Apr 21 , 1994
鴨川奇譚 第四話
story
土曜日の午後9時、俺とソノコは京都市内の旅館にいた。朝一の新幹線で京都に来て、一日観光。明日も少し観光をして、夕方の新幹線で帰る。そういうプランを立ててある。
「少し散歩でもしよう」
ソノコを連れて外へ出る。明るく振舞ってはいるが、行きの車内からずっと何かを気にしていることは気付いていた。『途中で降りれば、家に戻れる。』きっとそれを考えていたのだろう。俺は気付かないふりをしていた。せめて今だけは、何も考えずにいて欲しい。

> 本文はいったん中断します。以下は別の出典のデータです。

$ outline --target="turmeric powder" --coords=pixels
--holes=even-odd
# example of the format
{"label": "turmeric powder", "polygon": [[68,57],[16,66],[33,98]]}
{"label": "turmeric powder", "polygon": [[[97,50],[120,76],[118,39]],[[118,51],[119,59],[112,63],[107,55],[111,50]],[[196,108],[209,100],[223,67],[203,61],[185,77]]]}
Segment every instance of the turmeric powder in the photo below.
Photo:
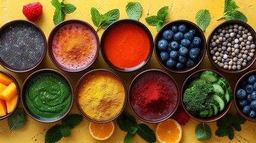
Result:
{"label": "turmeric powder", "polygon": [[104,71],[87,76],[78,88],[79,105],[88,118],[105,121],[119,113],[125,102],[125,90],[120,80]]}

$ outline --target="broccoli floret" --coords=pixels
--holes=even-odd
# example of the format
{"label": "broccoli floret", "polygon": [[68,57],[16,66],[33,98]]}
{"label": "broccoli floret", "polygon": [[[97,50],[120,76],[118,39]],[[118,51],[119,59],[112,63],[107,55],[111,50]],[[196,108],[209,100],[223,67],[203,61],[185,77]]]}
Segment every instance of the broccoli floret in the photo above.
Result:
{"label": "broccoli floret", "polygon": [[205,80],[194,80],[183,95],[183,102],[187,110],[194,115],[209,110],[214,102],[211,96],[214,91],[212,85],[207,83]]}

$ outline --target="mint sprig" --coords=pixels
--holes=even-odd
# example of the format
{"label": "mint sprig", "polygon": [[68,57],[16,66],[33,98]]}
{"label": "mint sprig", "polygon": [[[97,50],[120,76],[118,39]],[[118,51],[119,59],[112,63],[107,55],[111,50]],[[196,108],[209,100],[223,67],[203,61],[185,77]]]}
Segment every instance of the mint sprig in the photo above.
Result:
{"label": "mint sprig", "polygon": [[45,136],[45,143],[54,143],[60,141],[63,137],[71,135],[70,129],[78,125],[82,120],[80,114],[69,114],[61,120],[61,124],[51,127]]}
{"label": "mint sprig", "polygon": [[158,32],[160,29],[165,24],[164,21],[166,19],[168,15],[168,6],[161,8],[156,15],[152,15],[145,18],[146,21],[150,26],[156,26],[156,30]]}
{"label": "mint sprig", "polygon": [[63,21],[66,14],[72,13],[76,9],[76,7],[73,4],[64,4],[64,1],[61,0],[61,2],[58,0],[51,1],[51,5],[55,8],[53,15],[53,23],[55,25]]}

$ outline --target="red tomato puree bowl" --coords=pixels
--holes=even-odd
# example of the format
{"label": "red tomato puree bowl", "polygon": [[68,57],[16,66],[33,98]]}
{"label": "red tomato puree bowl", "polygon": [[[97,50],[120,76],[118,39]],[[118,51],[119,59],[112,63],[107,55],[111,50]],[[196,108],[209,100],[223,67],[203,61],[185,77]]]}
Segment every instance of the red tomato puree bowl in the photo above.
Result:
{"label": "red tomato puree bowl", "polygon": [[107,64],[122,72],[143,67],[153,52],[152,35],[141,23],[129,19],[117,21],[103,32],[100,51]]}

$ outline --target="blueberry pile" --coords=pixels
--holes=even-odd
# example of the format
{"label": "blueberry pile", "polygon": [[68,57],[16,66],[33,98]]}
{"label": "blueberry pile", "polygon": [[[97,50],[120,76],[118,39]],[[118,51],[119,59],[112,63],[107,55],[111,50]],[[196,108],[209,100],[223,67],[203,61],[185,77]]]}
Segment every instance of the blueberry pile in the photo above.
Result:
{"label": "blueberry pile", "polygon": [[195,29],[188,29],[184,24],[172,25],[164,32],[158,42],[161,60],[170,68],[181,70],[192,67],[200,54],[202,39]]}
{"label": "blueberry pile", "polygon": [[251,74],[240,83],[236,93],[238,105],[243,113],[256,117],[256,74]]}

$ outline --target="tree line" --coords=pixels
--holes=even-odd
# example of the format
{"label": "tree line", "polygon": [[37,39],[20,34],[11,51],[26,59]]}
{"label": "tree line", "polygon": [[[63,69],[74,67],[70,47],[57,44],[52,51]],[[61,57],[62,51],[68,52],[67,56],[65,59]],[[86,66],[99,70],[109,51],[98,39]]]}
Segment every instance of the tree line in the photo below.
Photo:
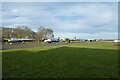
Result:
{"label": "tree line", "polygon": [[54,38],[54,34],[52,29],[44,26],[40,26],[36,32],[25,25],[15,26],[14,28],[0,27],[0,41],[11,38],[25,38],[42,41],[44,39]]}

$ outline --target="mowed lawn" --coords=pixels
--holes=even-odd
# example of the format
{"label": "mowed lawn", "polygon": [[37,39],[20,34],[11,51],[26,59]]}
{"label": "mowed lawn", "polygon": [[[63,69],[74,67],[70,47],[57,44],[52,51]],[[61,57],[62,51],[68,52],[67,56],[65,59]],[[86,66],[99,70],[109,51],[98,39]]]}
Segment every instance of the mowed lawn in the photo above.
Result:
{"label": "mowed lawn", "polygon": [[115,43],[3,50],[3,78],[117,78]]}

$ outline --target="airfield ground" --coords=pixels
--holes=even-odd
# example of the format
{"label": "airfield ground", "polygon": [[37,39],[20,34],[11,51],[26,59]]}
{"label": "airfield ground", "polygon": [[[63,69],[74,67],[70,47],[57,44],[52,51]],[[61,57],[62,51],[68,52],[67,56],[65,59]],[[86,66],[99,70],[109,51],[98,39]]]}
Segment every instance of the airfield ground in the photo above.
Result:
{"label": "airfield ground", "polygon": [[2,50],[2,61],[3,78],[118,77],[118,46],[112,42]]}

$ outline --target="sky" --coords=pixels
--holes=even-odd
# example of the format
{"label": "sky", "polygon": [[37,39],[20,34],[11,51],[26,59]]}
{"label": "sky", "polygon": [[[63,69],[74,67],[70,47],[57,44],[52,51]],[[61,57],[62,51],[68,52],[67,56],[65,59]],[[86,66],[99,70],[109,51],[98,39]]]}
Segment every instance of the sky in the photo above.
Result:
{"label": "sky", "polygon": [[[6,1],[6,0],[5,0]],[[13,0],[14,1],[14,0]],[[53,0],[50,0],[53,1]],[[55,0],[54,0],[55,1]],[[117,39],[117,2],[2,2],[0,24],[51,28],[55,37]]]}

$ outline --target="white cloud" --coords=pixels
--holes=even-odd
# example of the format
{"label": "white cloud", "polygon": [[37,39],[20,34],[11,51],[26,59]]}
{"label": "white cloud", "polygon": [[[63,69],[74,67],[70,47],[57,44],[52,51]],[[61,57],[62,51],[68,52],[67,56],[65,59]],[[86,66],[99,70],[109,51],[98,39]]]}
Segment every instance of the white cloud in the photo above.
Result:
{"label": "white cloud", "polygon": [[118,2],[119,0],[1,0],[2,2]]}

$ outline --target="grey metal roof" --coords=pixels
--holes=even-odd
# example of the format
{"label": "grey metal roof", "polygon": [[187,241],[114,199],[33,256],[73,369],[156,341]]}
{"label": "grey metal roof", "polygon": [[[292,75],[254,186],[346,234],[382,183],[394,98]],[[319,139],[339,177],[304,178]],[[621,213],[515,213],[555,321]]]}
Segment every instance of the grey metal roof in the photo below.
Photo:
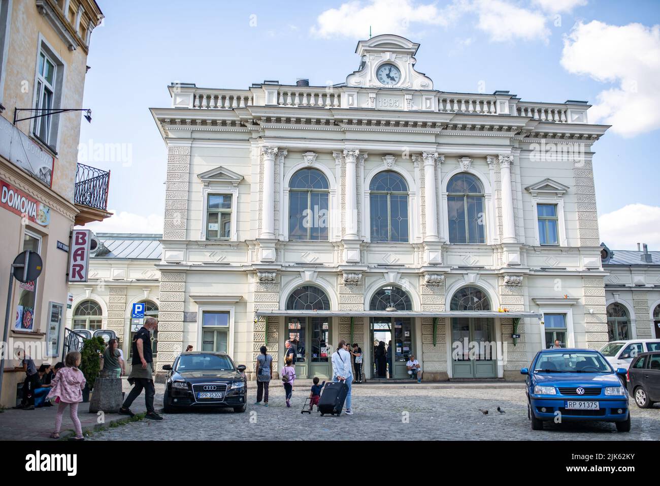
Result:
{"label": "grey metal roof", "polygon": [[612,250],[614,256],[605,265],[660,265],[660,251],[649,251],[651,263],[642,259],[643,251],[634,250]]}
{"label": "grey metal roof", "polygon": [[97,233],[103,247],[92,258],[160,260],[162,235],[127,233]]}

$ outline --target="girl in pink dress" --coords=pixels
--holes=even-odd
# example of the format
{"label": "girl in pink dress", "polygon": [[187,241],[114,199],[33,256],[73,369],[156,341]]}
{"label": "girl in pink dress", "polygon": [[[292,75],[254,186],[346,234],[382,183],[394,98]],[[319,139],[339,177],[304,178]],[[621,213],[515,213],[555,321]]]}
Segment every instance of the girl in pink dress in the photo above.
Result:
{"label": "girl in pink dress", "polygon": [[48,397],[56,397],[58,403],[57,416],[55,419],[55,432],[50,436],[59,438],[59,430],[62,426],[62,415],[64,409],[69,405],[69,414],[76,430],[75,440],[84,440],[82,436],[82,427],[78,419],[78,404],[82,401],[82,389],[84,388],[84,375],[78,369],[81,364],[81,354],[71,351],[64,358],[66,365],[55,375],[51,382],[51,389]]}

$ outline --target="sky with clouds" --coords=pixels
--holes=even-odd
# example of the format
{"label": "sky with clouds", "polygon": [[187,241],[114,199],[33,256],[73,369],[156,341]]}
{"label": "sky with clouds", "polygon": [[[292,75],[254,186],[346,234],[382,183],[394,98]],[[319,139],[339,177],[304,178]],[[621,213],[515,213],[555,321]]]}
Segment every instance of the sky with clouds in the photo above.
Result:
{"label": "sky with clouds", "polygon": [[370,26],[419,42],[416,68],[436,89],[593,104],[589,122],[612,125],[593,146],[601,240],[660,250],[657,0],[98,3],[79,159],[112,171],[115,216],[94,231],[162,232],[167,157],[148,108],[170,106],[170,83],[343,83]]}

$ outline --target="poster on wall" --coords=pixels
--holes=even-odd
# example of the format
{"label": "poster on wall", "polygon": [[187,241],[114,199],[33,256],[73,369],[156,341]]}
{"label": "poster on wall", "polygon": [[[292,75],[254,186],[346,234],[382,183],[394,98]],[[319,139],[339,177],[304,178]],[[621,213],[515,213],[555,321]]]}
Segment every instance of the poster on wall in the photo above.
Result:
{"label": "poster on wall", "polygon": [[50,302],[48,307],[48,332],[46,334],[46,356],[59,356],[59,331],[62,328],[64,305]]}

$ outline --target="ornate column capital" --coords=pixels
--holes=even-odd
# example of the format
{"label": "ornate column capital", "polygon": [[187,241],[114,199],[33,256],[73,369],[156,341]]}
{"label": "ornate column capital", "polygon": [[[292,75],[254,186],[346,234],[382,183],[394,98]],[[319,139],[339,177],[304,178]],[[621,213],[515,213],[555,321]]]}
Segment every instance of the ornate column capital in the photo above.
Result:
{"label": "ornate column capital", "polygon": [[275,156],[277,155],[277,147],[261,147],[261,155],[266,159],[270,160],[275,160]]}
{"label": "ornate column capital", "polygon": [[500,160],[500,165],[504,169],[509,169],[511,167],[511,165],[513,163],[513,155],[504,155],[500,153],[498,157]]}
{"label": "ornate column capital", "polygon": [[344,157],[346,157],[346,162],[355,162],[359,155],[360,151],[357,149],[346,149],[344,150]]}
{"label": "ornate column capital", "polygon": [[307,165],[313,165],[317,157],[315,152],[305,152],[302,154],[302,160]]}

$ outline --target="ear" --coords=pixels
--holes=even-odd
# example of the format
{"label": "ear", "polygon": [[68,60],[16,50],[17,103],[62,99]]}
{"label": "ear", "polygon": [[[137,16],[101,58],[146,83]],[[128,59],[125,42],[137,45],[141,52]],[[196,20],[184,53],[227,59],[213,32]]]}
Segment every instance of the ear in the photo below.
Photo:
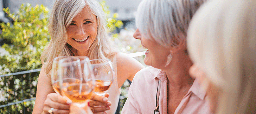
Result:
{"label": "ear", "polygon": [[177,42],[178,44],[178,45],[177,46],[172,45],[171,46],[170,50],[172,53],[174,53],[180,50],[185,51],[187,49],[186,36],[183,33],[180,32],[179,33],[178,37],[179,37],[178,38],[181,40],[180,41],[177,41],[178,40],[177,40],[177,38],[174,38],[176,40],[174,41]]}

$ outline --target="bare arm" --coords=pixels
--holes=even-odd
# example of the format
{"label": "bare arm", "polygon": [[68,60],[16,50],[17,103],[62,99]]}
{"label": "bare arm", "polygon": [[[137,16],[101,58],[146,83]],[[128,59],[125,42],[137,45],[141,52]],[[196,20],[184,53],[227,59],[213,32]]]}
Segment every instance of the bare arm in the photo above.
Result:
{"label": "bare arm", "polygon": [[132,81],[137,72],[145,67],[135,59],[121,52],[117,54],[116,64],[119,88],[127,79]]}
{"label": "bare arm", "polygon": [[42,67],[38,77],[37,89],[37,96],[33,114],[41,114],[43,111],[44,102],[47,95],[54,92],[52,87],[51,77],[46,75]]}

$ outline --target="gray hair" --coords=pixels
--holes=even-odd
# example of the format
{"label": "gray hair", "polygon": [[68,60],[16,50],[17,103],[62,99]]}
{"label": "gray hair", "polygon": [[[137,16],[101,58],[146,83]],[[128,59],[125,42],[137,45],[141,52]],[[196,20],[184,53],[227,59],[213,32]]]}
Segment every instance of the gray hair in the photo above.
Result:
{"label": "gray hair", "polygon": [[191,59],[222,90],[216,113],[256,113],[256,1],[211,1],[189,26]]}
{"label": "gray hair", "polygon": [[50,70],[52,60],[60,56],[75,56],[72,46],[66,43],[66,28],[73,18],[85,7],[96,15],[97,33],[94,43],[89,49],[90,59],[105,59],[110,53],[110,38],[106,32],[106,20],[101,6],[96,0],[56,0],[49,20],[48,31],[51,39],[41,56],[42,63],[45,61],[46,73]]}
{"label": "gray hair", "polygon": [[[166,47],[186,41],[192,16],[205,0],[143,0],[136,17],[136,25],[146,38]],[[153,39],[152,39],[153,38]]]}

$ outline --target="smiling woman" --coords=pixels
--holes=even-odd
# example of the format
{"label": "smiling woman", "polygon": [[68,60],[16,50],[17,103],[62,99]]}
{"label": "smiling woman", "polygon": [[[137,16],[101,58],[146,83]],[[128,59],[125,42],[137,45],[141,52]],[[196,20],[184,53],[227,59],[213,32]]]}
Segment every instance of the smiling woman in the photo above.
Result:
{"label": "smiling woman", "polygon": [[73,18],[66,29],[67,43],[78,55],[86,55],[97,34],[97,17],[85,7]]}
{"label": "smiling woman", "polygon": [[49,113],[49,111],[55,114],[69,113],[70,104],[52,87],[51,69],[56,57],[80,55],[90,60],[109,59],[113,63],[115,79],[109,90],[109,97],[108,94],[105,96],[108,98],[93,94],[89,104],[94,113],[108,110],[105,112],[115,113],[120,87],[127,79],[132,81],[144,67],[112,47],[105,31],[104,14],[96,0],[55,1],[49,20],[48,31],[51,38],[41,56],[43,66],[38,77],[33,114]]}

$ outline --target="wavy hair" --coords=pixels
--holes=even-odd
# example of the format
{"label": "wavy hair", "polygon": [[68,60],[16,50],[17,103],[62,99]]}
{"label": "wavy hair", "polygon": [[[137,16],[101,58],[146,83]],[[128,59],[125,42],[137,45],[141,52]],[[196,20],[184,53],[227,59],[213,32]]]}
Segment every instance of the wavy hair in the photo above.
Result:
{"label": "wavy hair", "polygon": [[66,28],[73,18],[85,7],[89,8],[96,16],[97,32],[94,43],[89,50],[90,60],[109,58],[115,54],[111,51],[110,38],[106,32],[104,13],[95,0],[56,0],[52,9],[49,20],[48,31],[51,39],[41,56],[42,63],[47,74],[51,70],[53,59],[60,56],[76,56],[73,47],[66,43]]}
{"label": "wavy hair", "polygon": [[166,47],[177,46],[186,40],[184,36],[192,16],[205,1],[143,0],[138,7],[136,26],[146,38]]}

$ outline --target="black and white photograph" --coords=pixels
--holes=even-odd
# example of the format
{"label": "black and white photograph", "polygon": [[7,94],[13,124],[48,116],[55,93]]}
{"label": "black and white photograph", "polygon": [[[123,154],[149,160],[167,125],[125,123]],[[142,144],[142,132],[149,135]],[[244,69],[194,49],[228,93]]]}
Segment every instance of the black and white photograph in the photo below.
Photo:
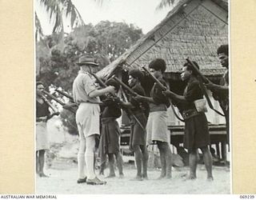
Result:
{"label": "black and white photograph", "polygon": [[231,194],[230,3],[34,0],[35,194]]}

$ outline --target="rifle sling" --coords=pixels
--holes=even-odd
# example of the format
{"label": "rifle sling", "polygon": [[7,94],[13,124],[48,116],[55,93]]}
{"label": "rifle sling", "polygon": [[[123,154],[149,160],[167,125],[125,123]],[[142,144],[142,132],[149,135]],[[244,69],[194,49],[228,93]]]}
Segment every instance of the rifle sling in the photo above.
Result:
{"label": "rifle sling", "polygon": [[208,103],[210,108],[211,110],[214,110],[219,115],[222,115],[222,116],[225,117],[225,114],[222,114],[221,112],[219,112],[218,110],[217,110],[216,109],[214,108],[214,106],[212,105],[212,103],[211,103],[210,100],[210,98],[209,98],[208,94],[206,92],[206,89],[205,86],[203,85],[202,79],[198,78],[198,81],[199,81],[199,84],[200,84],[200,86],[202,88],[202,93],[205,95],[206,98],[207,103]]}

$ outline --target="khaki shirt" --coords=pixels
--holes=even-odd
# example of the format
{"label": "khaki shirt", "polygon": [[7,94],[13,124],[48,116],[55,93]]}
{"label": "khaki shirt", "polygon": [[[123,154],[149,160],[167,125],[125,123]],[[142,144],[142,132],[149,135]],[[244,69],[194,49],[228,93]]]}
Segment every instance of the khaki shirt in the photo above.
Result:
{"label": "khaki shirt", "polygon": [[76,103],[99,102],[98,97],[90,98],[90,93],[97,90],[94,78],[89,73],[79,71],[73,82],[73,98]]}

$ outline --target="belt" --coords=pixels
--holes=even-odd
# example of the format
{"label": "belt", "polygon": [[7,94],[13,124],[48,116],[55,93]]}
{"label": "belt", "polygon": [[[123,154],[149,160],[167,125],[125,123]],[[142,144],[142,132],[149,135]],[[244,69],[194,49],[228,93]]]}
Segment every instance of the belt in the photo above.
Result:
{"label": "belt", "polygon": [[192,110],[184,110],[182,112],[182,117],[184,119],[187,119],[192,117],[194,117],[196,115],[199,115],[202,113],[198,112],[196,110],[192,109]]}
{"label": "belt", "polygon": [[106,124],[111,122],[115,122],[116,121],[116,118],[113,118],[113,117],[110,117],[110,118],[102,118],[102,124]]}
{"label": "belt", "polygon": [[46,122],[46,118],[37,118],[36,122]]}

鴨川には、噂に聞くように恋人たちが集っていた。川辺に並んだ彼らを橋の上から眺める。
「暑い…」
「水辺はだいぶ過ごしやすいよ」
「だな」
橋を渡り川を越え対岸に渡る。どこから見ても恋人たちは大勢いて、川の流れは穏やかだった。
「ありがとね」
「ん?何か言った?」
「ううん。なんでもないよ」
それから来たときとは違う橋を渡り、コンビニに立ち寄ってから旅館に戻った。ソノコの白いワンピースがどうしてか、悲しかった。
目が覚めたとき、ソノコはいなかった。荷物もなかったし、布団もたたんであった。朝食の時間になっても戻ってこなかったし、チェックアウトの時間になっても同じだった。
「やっぱり…」
どうしてか、そう独り言ちていた。